Throughout primary school I had one friend, who most times was playing football with the boys, leaving me sat on the benches alone. To be honest, I quite liked having the time to myself as I wasn’t one for socialising. Throughout my primary experience people always thought I couldn’t achieve anything, that I wouldn’t manage the big test and that high school would be a struggle. They were partly right. At that age I was developmentally delayed, my handwriting was illegible and I had poor academic ability, but that was me, I thought nothing of it. The school however gave me the greatest support I could have hoped for; one to one sessions, and this is where I began to thrive. The support came in the form of tracing letters with my finger, counting a variety of tokens and drawing various pictures of my pet fish. In the end I sat the ‘really big tests’, achieving my predicted level, showing people at an early age I could. On reflection I can say that this extra help pushed me in the right direction, showing me that I can do anything if I try, a mantra I carry with me everyday.

The next hurdle was high school, probably something most people dread, and I’ll be honest, it was a nightmare for me. It was all new to me: new teachers, new classes and a whole new environment. Throughout my teen years I stuck to a strict routine, and this got me through each day. I still found classes hard, but I had to deal with it on my own. At the time I didn’t have any sort of official label so I wasn’t entitled to support, instead I had to rely on my parents. I spent most of my time feeling defeated, yet my parents would continue to support me and push me through, showing me that if I try I can do anything! At one point during this educational journey I was told I was going to fail, that I wasn’t up to the standard I should be – this was soul destroying, but it pushed me to try even harder, which I did. At age 15 (the youngest in my class) I did it, I passed my exams, provin

that I wasn’t a failure, that with hard work I was able to achieve great things, carrying the mantra ‘I can’ with me everywhere I went.

After high school a lot happened, I attended sixth form, then university, to which i dropped out of after the first semester. It wasn’t my time and I knew it. I then went into the world of work, telling myself anything was possible, which it was. I’ve been through so much, and had support from so many amazing people and I wouldn’t be the same person without them, I would have given up by now. I’ve lived my life pretty carefree, how I want to live it, not listening to the negatives and pushing for the positives.

The moral of this blog is don’t give up. When things seem tough and you feel like stopping, just keep going, keep plodding on.

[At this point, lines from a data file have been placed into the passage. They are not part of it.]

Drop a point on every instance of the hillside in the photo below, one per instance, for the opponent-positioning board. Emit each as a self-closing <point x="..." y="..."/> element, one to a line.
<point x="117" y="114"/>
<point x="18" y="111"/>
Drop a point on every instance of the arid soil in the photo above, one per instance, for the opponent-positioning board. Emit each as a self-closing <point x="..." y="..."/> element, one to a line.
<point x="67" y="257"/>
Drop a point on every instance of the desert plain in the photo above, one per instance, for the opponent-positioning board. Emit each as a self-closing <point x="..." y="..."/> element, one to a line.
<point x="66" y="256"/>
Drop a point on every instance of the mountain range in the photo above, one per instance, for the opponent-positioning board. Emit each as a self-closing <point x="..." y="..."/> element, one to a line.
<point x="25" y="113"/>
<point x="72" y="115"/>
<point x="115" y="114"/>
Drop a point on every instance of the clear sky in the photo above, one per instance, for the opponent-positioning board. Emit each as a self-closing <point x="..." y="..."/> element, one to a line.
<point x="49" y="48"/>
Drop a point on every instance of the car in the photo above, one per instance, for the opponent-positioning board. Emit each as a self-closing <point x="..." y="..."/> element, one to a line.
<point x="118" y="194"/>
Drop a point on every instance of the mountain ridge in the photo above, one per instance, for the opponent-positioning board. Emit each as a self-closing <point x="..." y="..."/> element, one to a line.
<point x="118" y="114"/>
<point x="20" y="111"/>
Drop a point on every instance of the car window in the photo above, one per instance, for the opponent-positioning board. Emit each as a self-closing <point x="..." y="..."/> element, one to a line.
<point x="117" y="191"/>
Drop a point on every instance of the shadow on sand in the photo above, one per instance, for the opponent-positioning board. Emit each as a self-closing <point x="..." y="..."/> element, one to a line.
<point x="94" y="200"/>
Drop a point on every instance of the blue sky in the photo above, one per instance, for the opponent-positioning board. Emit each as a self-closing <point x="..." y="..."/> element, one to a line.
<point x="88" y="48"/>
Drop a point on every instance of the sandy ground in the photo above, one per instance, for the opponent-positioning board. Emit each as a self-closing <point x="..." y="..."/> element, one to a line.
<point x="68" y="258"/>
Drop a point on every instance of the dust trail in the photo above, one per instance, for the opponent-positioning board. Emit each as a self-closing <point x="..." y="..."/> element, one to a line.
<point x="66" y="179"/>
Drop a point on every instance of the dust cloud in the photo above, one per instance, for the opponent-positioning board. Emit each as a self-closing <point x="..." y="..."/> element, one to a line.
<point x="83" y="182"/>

I’ve always been told I can’t do things or I won’t ever achieve, but I’m living proof that anything is possible if you try, if you have faith in your own abilities. Years later I’ve graduated with a first class honours in psychology, I’m preparing for further study and I’m still achieving my goals. Regardless of who you are, you can do anything. So, you might need the odd push, or extra support, this is all part of your incredible journey. And guess what? I passed my maths exam! 7th time lucky!